ATTRIBUTE DESCRIPTION
statistic

KS test statistic.

TYPE: float

p_value

P-value for the test.

TYPE: float

is_significant

Whether the difference is significant (p < 0.05).

TYPE: bool

DistributionResult

DistributionResult

Bases: BaseModel

Score distribution statistics.

ATTRIBUTE DESCRIPTION
n

Number of samples.

TYPE: int

mean

Mean score.

TYPE: float

std

Standard deviation.

TYPE: float

variance

Variance.

TYPE: float

min

Minimum score.

TYPE: float

max

Maximum score.

TYPE: float

median

Median score.

TYPE: float

q25

25th percentile.

TYPE: float

q75

75th percentile.

TYPE: float

iqr

Interquartile range.

TYPE: float

skewness

Skewness (measure of asymmetry).

TYPE: float

kurtosis

Kurtosis (measure of tail heaviness).

TYPE: float

histogram

Tuple of (counts, bin_edges).

TYPE: tuple[list[float], list[float]] | None

BiasResult

BiasResult

Bases: BaseModel

Result from systematic bias analysis.

Systematic bias occurs when one rater consistently scores higher or lower than another, independent of the item being rated.

ATTRIBUTE DESCRIPTION
mean_bias

Mean difference (predictions - actuals).

TYPE: float

std_bias

Standard deviation of differences.

TYPE: float

is_significant

Whether the bias is statistically significant (p < 0.05).

TYPE: bool

p_value

P-value from t-test.

TYPE: float | None

direction

Direction of bias ("positive" if predictions > actuals).

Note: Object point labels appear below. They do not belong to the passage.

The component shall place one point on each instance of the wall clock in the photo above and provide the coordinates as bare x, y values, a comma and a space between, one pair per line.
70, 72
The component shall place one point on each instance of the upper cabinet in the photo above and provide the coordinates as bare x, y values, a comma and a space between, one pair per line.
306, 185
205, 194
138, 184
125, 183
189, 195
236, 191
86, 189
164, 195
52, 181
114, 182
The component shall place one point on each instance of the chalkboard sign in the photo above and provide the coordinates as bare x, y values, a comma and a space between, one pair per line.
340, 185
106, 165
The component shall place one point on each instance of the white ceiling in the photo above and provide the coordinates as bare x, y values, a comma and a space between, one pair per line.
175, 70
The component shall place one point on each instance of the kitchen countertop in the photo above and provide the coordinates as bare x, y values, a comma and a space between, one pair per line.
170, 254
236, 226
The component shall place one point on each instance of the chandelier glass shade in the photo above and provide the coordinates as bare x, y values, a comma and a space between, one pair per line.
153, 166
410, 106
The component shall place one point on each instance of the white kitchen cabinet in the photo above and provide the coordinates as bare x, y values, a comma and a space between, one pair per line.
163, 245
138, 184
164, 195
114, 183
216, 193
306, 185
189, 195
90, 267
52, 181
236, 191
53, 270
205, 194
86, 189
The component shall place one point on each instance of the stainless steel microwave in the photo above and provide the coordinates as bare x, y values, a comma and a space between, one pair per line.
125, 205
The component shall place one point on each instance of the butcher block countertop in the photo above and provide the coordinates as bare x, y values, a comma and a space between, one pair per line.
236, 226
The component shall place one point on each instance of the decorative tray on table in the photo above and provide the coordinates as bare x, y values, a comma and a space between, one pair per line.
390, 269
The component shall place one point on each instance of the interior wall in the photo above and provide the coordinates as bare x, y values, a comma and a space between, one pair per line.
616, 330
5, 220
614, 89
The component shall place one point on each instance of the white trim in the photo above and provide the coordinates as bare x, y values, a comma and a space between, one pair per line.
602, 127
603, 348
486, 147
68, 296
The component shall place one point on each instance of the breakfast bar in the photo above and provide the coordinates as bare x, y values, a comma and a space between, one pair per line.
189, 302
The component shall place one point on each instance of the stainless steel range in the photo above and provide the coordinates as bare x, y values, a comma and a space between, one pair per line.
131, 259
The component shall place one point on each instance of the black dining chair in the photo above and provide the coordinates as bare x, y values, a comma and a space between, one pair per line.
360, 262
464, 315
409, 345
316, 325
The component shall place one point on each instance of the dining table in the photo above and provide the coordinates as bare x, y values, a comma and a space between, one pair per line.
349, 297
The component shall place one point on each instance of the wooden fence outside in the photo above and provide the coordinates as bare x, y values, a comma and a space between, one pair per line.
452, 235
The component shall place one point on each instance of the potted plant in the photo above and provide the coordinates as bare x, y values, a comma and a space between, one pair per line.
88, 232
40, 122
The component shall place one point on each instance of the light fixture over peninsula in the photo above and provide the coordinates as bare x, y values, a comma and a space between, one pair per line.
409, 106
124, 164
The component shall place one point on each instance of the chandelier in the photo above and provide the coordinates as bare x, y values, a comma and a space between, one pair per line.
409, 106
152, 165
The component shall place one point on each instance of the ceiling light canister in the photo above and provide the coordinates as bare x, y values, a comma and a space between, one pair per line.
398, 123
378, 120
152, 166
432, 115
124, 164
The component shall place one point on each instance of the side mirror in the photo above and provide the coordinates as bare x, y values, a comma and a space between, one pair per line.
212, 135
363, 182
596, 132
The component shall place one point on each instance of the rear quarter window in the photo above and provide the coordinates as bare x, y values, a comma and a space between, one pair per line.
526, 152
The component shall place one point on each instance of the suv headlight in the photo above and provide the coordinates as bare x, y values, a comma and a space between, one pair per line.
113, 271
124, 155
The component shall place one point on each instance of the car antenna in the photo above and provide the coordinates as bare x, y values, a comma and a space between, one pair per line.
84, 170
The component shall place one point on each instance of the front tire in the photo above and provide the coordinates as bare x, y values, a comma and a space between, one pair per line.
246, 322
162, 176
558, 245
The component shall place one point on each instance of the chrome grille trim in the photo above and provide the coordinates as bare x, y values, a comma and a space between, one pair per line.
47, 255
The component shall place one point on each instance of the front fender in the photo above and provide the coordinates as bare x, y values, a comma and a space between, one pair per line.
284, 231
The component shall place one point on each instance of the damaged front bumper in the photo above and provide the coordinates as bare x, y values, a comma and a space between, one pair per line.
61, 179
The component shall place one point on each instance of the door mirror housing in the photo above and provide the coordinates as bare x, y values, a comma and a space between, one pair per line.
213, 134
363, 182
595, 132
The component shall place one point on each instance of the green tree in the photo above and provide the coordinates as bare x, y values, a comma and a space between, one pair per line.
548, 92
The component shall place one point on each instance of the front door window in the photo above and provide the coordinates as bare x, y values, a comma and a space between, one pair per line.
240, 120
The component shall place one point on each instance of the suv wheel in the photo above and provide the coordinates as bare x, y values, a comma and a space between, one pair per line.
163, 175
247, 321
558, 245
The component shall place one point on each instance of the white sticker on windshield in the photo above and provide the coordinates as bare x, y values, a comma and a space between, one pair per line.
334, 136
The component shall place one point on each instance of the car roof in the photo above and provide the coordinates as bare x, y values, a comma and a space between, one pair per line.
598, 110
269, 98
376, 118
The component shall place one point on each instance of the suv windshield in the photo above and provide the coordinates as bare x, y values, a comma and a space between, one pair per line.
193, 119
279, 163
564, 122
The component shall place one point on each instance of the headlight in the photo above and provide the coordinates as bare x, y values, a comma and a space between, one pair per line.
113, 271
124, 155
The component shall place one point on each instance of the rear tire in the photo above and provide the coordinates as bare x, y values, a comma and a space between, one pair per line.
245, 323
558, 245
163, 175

TYPE: Literal['positive', 'negative', 'none']

effect_size

Cohen's d effect size.

TYPE: float | None

ci

Confidence interval for mean bias.

TYPE: ConfidenceInterval | None

n_samples

Number of samples.

TYPE: int

interpret_effect_size staticmethod

interpret_effect_size(d: float) -> str

Interpret effect size using Cohen's guidelines.

Source code in src/autorubric/metrics/_types.py
@staticmethod
def interpret_effect_size(d: float) -> str:
    """Interpret effect size using Cohen's guidelines."""
    abs_d = abs(d)
    if abs_d < 0.2:
        return "negligible"
    elif abs_d < 0.5:
        return "small"
    elif abs_d < 0.8:
        return "medium"
    else:
        return "large"

References

He, J., Shi, J., Zhuo, T. Y., Treude, C., Sun, J., Xing, Z., Du, X., and Lo, D. (2025). LLM-as-a-Judge for Software Engineering: Literature Review, Vision, and the Road Ahead. arXiv:2510.24367.